Thursday, July 20, 2006

Hezbollah is Part of Lebanon

Two days ago, Anderson Cooper of CNN interviewed one Ibrahim Mousawi, news editor of the Hizbollah TV stations. I wrote a response to CNN News Feedback, not that they're likely to pay much attention, but I thought it needed to be said.

Mousawi said, in part,

[COOPER: ...] What would it take to disarm Hezbollah, which was called for in a U.N. resolution, 1559, the disarming of all militias, all private armies in Lebanon. Hezbollah is the only one left who still has their weapons. What will it take to get Hezbollah to disarm?

MOUSAWI: Well, it comes to Lebanon, the official level, everybody acknowledges here and recognizes Hezbollah not as a militia with arms but as a resistant legitimate movement and ministerial statement of this cabinet, of this new government has given the legitimacy and has given the authorization for Hezbollah to continue its -- the complete liberation of the occupiers of Lebanon.

MOUSAWI: It's not that they kidnapped.

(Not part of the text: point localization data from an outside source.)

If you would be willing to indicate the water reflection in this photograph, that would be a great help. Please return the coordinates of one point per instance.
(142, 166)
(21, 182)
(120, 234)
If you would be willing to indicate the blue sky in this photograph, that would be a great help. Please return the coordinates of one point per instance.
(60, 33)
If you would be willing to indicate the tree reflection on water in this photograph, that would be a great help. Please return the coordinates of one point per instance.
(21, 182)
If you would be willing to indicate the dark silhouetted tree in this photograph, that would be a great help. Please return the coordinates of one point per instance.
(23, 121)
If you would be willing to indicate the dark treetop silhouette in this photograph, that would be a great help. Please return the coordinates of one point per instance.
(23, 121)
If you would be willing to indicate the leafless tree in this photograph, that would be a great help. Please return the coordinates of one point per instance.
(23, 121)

You're talking about resistance that is trying to ensure the release of Lebanese hostages in the Israeli prisons that they have been there for more than 28 years. This is a resistance trying to attack a military force of the occupation. It's not a matter of kidnap. It's capturing Israeli soldiers to make a swap.

I wrote that Cooper should have pressed Mousawi to clarify what he meant by “the occupation” and “a resistance legitimate movement.” Did he refer to Shaaba Farms, which Israel calls Har Dov, or did he refer to the entire state of Israel – which would indicate unity with the Palestinian Arabs. Even in the first case, the UN certified in 2000 after Israel’s “redeployment” from southern Lebanon that Shaaba Farms was not Lebanese territory under UN Resolution 425.

I further wrote that Mousawi’s characterization of Hezbollah as a “legitimate reistance movement” indicated that, contrary to world opinion, Hezbollah was acting with the full cooperation of the Lebanese government. Either it is a private militia, in which case it should have been disbanded under UN Resolution 1559, and the Lebanese government is complicit in letting it operate freely; or it is an arm of the Lebanese government, as Mousawi claims, since almost 1/5 of the Lebanese parliament (23 of 128 seats) is Hezbollah. Either way, attacking Lebanon and the Lebanese government is entirely proportional, much as the US attacked Afghanistan for hosting the terrorist Al-Qaeda.

Imagine my pleasure, then, to read in today’s Jerusalem Post, my classmate Evie Gordon’s opinion column, “The Innocent Bystander Myth.” She lays all this out in greater detail, quite convincingly (at least to this member of the choir). Perhaps our government and news organizations should read it as well.